Does this mean the 256bit is underperforming or is the 512bit flavour just as
compute intensive as its lesser counterpart with half the number of bits.
Least for me seems to stick out a bit(sic).

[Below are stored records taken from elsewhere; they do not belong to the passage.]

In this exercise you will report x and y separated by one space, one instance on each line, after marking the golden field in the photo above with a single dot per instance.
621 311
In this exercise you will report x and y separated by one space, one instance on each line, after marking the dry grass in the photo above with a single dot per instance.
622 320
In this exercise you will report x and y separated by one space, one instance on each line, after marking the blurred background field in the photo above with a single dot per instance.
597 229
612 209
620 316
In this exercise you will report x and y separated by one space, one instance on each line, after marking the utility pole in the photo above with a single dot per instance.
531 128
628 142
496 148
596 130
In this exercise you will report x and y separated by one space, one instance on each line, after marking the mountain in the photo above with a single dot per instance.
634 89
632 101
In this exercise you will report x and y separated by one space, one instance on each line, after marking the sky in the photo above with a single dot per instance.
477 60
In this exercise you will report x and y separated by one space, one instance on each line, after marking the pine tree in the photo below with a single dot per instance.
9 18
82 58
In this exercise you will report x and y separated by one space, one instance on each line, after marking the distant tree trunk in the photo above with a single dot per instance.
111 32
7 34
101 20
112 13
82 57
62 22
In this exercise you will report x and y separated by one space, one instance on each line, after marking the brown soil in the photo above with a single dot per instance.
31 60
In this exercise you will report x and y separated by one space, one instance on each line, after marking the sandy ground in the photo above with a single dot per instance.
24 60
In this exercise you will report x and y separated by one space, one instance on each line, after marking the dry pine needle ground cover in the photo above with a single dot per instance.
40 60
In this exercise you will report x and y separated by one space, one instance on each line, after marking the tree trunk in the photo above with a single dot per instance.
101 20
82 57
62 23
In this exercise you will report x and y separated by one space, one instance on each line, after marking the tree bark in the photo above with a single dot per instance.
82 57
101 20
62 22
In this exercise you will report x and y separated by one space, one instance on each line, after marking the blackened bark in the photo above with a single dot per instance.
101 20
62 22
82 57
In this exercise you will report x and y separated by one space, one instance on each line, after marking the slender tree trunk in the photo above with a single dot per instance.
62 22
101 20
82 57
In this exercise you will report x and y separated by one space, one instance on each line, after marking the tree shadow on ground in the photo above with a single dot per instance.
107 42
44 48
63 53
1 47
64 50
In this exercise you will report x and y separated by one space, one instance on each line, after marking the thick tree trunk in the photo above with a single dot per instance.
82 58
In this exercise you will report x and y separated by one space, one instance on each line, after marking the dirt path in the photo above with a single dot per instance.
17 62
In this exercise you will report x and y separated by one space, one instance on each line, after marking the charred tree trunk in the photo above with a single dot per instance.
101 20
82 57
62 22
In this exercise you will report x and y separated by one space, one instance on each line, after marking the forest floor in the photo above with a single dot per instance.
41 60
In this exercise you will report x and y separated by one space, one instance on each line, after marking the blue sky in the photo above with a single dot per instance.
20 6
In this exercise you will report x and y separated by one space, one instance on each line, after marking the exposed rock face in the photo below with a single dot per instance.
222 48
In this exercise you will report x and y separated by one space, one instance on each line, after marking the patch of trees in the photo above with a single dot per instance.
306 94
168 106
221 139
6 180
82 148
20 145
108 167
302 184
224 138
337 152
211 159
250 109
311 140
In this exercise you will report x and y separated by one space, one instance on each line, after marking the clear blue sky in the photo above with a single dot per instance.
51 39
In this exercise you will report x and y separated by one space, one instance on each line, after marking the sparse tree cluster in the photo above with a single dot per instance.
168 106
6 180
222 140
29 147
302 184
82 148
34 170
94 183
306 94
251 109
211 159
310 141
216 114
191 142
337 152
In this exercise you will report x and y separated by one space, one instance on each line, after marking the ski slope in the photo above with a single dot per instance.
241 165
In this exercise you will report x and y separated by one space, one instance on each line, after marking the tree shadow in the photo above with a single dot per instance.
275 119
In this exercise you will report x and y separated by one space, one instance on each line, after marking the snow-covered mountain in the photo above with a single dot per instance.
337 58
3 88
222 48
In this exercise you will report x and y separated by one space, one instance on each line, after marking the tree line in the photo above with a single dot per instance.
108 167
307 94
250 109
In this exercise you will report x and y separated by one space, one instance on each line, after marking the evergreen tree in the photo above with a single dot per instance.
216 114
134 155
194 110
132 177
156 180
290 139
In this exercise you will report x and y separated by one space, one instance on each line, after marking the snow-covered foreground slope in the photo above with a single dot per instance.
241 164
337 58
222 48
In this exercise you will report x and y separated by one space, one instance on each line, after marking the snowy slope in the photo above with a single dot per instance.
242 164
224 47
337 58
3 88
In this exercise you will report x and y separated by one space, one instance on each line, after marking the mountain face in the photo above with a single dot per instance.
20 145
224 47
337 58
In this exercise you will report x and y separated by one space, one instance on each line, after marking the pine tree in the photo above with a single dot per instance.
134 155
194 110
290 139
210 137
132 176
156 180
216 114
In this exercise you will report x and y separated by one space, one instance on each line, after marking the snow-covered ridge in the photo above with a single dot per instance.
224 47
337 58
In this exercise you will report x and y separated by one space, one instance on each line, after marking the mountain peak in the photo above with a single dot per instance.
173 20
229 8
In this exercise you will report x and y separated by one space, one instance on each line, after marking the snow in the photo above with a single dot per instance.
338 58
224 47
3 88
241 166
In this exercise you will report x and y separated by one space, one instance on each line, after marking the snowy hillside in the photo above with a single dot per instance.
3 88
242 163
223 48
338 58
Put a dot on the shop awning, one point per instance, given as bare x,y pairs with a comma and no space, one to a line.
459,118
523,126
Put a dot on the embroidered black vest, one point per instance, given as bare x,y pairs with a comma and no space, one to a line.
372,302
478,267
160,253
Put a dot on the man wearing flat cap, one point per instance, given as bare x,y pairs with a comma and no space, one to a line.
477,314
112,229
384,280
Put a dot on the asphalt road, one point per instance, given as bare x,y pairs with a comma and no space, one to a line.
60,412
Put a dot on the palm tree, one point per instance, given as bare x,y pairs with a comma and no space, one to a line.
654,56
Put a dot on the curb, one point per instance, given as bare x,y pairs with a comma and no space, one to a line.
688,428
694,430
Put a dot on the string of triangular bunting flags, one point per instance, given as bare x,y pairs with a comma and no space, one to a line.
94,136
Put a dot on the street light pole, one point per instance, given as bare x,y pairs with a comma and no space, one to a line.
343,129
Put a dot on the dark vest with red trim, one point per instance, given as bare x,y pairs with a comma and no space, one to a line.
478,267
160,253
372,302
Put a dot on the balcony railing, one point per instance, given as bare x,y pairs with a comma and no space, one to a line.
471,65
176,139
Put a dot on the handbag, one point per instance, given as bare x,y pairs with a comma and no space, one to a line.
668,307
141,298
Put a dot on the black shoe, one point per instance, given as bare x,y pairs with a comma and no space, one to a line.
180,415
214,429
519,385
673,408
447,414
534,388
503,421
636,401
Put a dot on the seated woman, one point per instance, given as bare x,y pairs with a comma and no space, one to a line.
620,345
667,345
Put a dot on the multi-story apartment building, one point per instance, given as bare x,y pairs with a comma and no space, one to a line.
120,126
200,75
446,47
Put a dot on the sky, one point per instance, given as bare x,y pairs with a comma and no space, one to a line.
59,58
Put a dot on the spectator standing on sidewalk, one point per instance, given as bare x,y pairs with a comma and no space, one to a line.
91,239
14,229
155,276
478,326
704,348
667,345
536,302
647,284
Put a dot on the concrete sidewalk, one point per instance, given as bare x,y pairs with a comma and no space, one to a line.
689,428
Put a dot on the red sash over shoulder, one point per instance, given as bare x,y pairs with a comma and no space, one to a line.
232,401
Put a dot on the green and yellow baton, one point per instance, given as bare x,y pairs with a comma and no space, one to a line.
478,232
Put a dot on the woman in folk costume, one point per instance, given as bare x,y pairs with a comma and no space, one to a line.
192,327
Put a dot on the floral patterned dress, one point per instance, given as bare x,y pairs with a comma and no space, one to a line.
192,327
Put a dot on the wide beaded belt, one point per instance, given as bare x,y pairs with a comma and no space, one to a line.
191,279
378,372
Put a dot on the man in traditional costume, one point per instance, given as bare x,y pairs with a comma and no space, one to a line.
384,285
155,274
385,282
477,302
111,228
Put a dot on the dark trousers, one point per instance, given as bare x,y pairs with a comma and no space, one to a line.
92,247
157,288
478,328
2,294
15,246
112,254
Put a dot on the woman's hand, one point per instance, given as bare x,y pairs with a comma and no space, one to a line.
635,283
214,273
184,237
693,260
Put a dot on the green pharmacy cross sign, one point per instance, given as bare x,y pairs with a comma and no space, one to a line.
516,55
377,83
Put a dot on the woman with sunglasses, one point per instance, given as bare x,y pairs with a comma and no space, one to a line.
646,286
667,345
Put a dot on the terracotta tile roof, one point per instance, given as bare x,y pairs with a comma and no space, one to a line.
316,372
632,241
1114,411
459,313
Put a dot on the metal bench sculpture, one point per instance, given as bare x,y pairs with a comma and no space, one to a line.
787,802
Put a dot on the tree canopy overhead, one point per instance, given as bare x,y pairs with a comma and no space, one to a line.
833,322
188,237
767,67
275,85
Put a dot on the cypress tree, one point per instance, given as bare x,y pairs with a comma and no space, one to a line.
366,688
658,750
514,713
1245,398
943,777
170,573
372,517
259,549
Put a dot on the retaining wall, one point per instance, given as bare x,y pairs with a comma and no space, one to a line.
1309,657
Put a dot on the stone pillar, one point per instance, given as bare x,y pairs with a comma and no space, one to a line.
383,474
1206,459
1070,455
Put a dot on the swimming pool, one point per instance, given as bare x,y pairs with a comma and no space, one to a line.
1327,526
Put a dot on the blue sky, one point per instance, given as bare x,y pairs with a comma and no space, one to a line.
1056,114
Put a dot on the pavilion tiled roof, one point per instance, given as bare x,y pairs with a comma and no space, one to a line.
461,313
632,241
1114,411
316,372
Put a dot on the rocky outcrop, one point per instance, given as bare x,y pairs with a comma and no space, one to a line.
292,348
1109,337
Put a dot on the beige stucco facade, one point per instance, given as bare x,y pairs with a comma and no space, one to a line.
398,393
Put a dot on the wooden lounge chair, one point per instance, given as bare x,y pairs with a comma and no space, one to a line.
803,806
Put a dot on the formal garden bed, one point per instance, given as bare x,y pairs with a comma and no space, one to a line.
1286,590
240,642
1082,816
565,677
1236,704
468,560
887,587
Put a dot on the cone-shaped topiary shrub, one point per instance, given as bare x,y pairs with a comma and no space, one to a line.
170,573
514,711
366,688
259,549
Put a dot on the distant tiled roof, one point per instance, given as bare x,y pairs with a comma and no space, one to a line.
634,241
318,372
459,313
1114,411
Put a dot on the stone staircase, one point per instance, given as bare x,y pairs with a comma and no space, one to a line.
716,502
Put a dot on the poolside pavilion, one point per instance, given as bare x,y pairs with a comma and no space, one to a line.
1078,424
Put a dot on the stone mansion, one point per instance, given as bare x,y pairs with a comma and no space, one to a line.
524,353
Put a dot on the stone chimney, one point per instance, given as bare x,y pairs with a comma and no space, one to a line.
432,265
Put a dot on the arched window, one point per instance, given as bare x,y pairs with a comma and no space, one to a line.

"Hashtype: GOST R 34.11-2012 (Streebog) 256-bit

Speed.Dev.#1.: 50018.8 kH/s (334.18ms) Speed.Dev.#2.: 49784.4 kH/s (332.43ms)
Speed.Dev.#3.: 51323.1 kH/s (325.52ms) Speed.Dev.#4.: 50947.0 kH/s (327.87ms)
Speed.Dev.#5.: 51510.6 kH/s (329.13ms) Speed.Dev.#6.: 50417.3 kH/s (331.39ms)
Speed.Dev.#7.: 50825.4 kH/s (333.57ms) Speed.Dev.#8.: 50853.3 kH/s (333.38ms)
Speed.Dev.# _.: 405.7 MH /s

Hashtype: GOST R 34.11-2012 (Streebog) 512-bit

Speed.Dev.#1.: 49979.4 kH/s (329.40ms) Speed.Dev.#2.: 49849.7 kH/s (330.26ms)
Speed.Dev.#3.: 50315.4 kH/s (336.13ms) Speed.Dev.#4.: 50305.3 kH/s (328.99ms)
Speed.Dev.#5.: 51486.7 kH/s (326.69ms) Speed.Dev.#6.: 49709.2 kH/s (328.72ms)
Speed.Dev.#7.: 51328.8 kH/s (330.30ms) Speed.Dev.#8.: 51530.7 kH/s (326.41ms)
Speed.Dev.#_.: 404.5 MH/s"

------
fivesigma
>WPA/WPA2: 3177.6 kH/s

22.5 minutes (11.25 on average) to crack a randomized 8 hex digit password
that a good number of wifi modem/routers come with (mine certainly did)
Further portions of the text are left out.